What they can’t see and don’t know, is that this squishy, untoned body, carried 2 beautiful, brilliant souls to term and delivered them. I mean, I made a human. From scratch. And I nourished their bodies with my breasts for a combined total of 6 years. So yeah, my girls aren’t exactly perky anymore, but they provided comfort and nutrients to my babes. Those young women didn’t feel the trauma of losing twins when I was only 6 weeks along and the coping mechanisms I used to get through it.
What these young, 20-something-year-olds didn’t see is the grief that I carry from burying my father at 27-years-old, with a 4-year-old, and 4-months pregnant. They don’t know part of me was buried in that casket with him. The fierce advocate. The woman who argued with health professionals to get treatment he needed and deserved. They didn’t know that I worked more than 80 hours per week for 5 years, usually with the toddler in tow, finding all the ways to improve his quality of life and trying to create the best life for my daughter.
They don’t know the pain I feel knowing he never met my youngest daughter. Or that he can’t see Mya growing into an amazing young woman. Or that I have to comfort her when she questions the cycles of life and death.
They can’t know that I didn’t have enough to eat when I was in elementary and middle school because my parents couldn’t afford food. They didn’t know I was homeless from age 12–16. They didn’t know, despite a complicated start to life, I spoke at my high graduation in front of 1,000+ people, then earned a Bachelor’s degree in 2 years instead of 4 from Minnesota’s oldest university. That I had plans for law school and a lucrative career, but fate had different plans and my soul chose caring for my family.
And what is even more beautiful, my friends, is that in that moment, of dropping into my heart-space, I realized their opinions of me didn’t matter and I released their energy from my spirit.
I stayed on my mat. I lifted those weights. I breathed through the shaking legs and voice telling me to quit. I transformed that energy that was meant to destroy me into the fuel that helped me crush my workout.
I don’t have a fear of failure. Failure isn’t an option in my life and never has been.
I have a fear of success. Of being seen. Of someone telling me that I can’t have or do something because they think I’m not worthy.
I (now) call bullshit every time I feel that energy creep in. I tell that fear to sit down beside me and talk. I honor her. I get curious about the wisdom she has to share.
I assure her that she is safe and that this discomfort is necessary to up-level. I let her know that she is welcome in my vehicle, but she isn’t welcome to drive anymore. Girl, we have got places to go, experiences to live, and memories to create. No time for the resistance to keep us small.

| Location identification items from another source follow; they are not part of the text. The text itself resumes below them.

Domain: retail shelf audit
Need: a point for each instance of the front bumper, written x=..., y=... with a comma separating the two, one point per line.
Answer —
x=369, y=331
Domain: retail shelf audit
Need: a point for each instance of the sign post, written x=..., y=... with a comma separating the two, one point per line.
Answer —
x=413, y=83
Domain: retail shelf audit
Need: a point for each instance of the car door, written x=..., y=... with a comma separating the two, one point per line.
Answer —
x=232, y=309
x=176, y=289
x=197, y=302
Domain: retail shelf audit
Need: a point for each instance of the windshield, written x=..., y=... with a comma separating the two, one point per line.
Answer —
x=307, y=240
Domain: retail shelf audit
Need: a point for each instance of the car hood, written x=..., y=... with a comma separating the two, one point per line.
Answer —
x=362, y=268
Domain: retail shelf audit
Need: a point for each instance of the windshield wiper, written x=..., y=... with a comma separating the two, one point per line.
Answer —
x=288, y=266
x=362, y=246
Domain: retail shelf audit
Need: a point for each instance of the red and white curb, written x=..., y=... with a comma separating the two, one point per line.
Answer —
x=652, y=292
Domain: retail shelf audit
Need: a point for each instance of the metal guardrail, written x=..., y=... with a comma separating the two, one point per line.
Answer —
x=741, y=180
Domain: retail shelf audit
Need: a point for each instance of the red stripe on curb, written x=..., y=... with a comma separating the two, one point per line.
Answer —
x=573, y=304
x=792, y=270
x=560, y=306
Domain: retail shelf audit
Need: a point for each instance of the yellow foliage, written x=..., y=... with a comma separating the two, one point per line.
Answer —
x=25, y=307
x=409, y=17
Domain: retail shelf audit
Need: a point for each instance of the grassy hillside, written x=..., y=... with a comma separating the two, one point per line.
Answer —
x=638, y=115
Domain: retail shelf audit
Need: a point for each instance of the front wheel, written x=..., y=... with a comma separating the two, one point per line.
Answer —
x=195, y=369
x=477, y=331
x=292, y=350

I was seen today. And I called on the courage to continue despite the fear. A piece of me healed in that studio today. I am appreciative of those young women. Today, I showed myself that I can do the damn thing — be seen, not retreat, and continue on despite cruelty.
You never know what someone is going through. You never know what someone’s traumas look like. You don’t know what a person battles every day.
Be kind. Be mindful. Focus on yourself and your growth. Come from a place of love and soul. It feels better. It makes the world shine brighter. And always, stay in your own lane. Know that you will always be too much or not enough for the wrong people. Those aren’t your people.
Belong to yourself first, that way when the waves of life come crashing down, you have a clear path to your heart and you know the truth — you are worthy. You do belong. And you know that other people’s judgments don’t define you.